Pointwise prediction:
     nrow  stator_winding_t_0
1       1            0.320855
2       2            0.324326
3       3            0.324271
4       4            0.323423
5       5            0.325163
..    ...                 ...
193   193            0.402305
194   194            0.402777
195   195            0.402748
196   196            0.402368
197   197            0.402191

[197 rows x 2 columns]
Forecasting:
Time difference of -0.161736 secs
[1] The average MAE per execution is:
[1] pm_t_0: 0.0016
[1] stator_winding_t_0: 0.0095


With this, we cover the basic use of the _dbnR_ package from Python. This still requires R running in the background, so it is not a Python port by any means. The results are also converted to pandas dataframes automatically by _rpy2_. On this notebook, the R plots always crashed the Python kernel, so I would advise against them. The visualization of the network doesn't translate into Python either, as it was to be expected.

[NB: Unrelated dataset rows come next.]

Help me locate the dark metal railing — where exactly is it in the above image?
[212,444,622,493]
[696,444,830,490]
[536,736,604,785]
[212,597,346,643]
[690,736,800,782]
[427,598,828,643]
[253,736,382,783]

Even so, the model can still be learned, used and deployed without issues. The most troublesome part was getting the right R library linked with _rpy2_ by fiddling with the environment variables (if you are working on Windows). The only other issues I saw were the plot crashing the kernel and the arguments containing the dot character '.' generating errors.